A problem with your database server is never pleasant. But with your high availability cluster, it’s obviously a disaster. Recently, we’ve encountered this type of cluster problem twice. Two different customers with seemingly the same issue. That’s why we think more people will benefit from reading about our solution.
Failover fails: “The system could not find the environment option that was entered”
It started the same way with both customers. We had just patched the secondary node of the cluster and wanted to begin working on the primary node. To do this, we first perform a failover so we can free up the primary. But the failover fails.
The cluster role won’t come online on the secondary node. No matter what we try. The cluster log shows a specific error message:
Cluster resource ‘Cluster Name’ of type ‘Network Name’ in clustered role ‘Cluster Group‘ failed.

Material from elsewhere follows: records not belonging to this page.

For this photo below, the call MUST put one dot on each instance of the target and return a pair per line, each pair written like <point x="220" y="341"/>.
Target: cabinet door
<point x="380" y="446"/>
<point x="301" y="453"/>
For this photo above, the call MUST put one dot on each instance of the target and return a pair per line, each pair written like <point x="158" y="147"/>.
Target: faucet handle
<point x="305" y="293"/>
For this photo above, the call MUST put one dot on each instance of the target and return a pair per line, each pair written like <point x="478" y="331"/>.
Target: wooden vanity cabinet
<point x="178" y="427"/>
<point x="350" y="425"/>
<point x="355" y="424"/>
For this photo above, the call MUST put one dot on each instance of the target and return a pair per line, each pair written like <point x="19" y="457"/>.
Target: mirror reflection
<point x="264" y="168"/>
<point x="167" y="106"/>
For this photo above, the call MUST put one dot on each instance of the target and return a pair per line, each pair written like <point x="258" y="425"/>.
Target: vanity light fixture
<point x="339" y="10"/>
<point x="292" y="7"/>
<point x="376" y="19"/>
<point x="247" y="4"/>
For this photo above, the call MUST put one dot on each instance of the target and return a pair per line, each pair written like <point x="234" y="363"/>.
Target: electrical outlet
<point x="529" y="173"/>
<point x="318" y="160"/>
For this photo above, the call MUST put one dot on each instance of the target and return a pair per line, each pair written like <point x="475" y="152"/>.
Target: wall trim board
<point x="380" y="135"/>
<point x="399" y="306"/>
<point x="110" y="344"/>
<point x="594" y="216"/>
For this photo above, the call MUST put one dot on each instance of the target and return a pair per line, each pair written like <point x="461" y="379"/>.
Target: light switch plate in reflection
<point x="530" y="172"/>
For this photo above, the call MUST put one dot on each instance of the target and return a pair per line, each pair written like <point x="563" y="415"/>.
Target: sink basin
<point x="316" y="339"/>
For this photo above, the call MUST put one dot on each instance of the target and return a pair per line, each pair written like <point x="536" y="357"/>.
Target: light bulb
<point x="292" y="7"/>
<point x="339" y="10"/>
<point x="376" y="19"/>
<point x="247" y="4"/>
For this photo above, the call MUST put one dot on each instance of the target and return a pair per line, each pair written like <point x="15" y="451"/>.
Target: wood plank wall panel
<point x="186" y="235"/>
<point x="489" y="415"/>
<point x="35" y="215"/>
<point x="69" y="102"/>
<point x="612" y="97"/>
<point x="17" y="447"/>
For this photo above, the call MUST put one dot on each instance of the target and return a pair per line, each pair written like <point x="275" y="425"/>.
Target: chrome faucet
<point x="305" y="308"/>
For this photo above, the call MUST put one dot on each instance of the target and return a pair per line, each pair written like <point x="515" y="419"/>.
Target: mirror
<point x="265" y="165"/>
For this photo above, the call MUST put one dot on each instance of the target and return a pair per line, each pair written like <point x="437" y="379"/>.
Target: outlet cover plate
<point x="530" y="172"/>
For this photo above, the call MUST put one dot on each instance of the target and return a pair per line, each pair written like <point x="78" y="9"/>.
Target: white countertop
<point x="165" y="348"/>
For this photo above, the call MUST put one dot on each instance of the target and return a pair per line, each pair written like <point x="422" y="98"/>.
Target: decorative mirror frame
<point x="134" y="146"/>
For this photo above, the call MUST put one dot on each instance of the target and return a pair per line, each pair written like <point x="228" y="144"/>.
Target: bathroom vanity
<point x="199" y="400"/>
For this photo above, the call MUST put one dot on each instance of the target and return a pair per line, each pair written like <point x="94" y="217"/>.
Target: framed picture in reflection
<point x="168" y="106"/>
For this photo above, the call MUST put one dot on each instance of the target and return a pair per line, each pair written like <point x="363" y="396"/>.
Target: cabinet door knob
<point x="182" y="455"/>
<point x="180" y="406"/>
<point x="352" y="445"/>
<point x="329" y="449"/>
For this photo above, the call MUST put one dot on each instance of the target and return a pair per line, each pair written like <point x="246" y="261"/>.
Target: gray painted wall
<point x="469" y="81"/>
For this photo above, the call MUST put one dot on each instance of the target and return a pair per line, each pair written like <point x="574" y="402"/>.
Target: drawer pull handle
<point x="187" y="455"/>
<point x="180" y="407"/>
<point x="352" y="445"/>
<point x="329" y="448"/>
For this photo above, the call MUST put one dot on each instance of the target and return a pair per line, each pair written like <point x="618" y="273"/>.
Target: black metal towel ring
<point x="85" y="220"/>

The error code was ‘0xcb’ (‘The system could not find the environment option that was entered.’)
When you start googling, you come up empty-handed. You’ll find multiple cases of this error message, but they’re not failover clustering related:
- Missing Windir systems environment variable
- Corrupt Windows installation
- A 10-year-old Reddit post with someone who had the exact same problem but unfortunately: no solution
After extensive investigation with Procmon, we discovered that two crucial registry values were empty on the secondary:
The values:
- HKEY_LOCAL_MACHINE\SYSTEM\CurrentControlSet\Services\Tcpip\Parameters\Domain
- HKEY_LOCAL_MACHINE\SYSTEM\CurrentControlSet\Services\Tcpip\Parameters\NV Domain
After entering the domain name there and performing a reboot of the secondary, everything worked properly again.
Root cause: “The system could not find the environment option that was entered”
It’s obviously not normal behavior for these registry values to suddenly be empty on a domain member server. We’re therefore still working on finding a scenario where we can reproduce this exactly.
With customer A, it appears to have occurred after a migration from Hyper-V to vSphere, which resulted in the NIC hardware of the cluster nodes being changed.
With customer B, it appears to have occurred after they replaced their DNS servers. As a result, they had to adjust the preferred and alternate DNS server settings on the NICs of the cluster nodes. The problem seems to have emerged after that.
With both customers, the values were only cleared on one node.
We suspect a bug, but the investigation is still ongoing. We’ll provide an update when the root cause is found.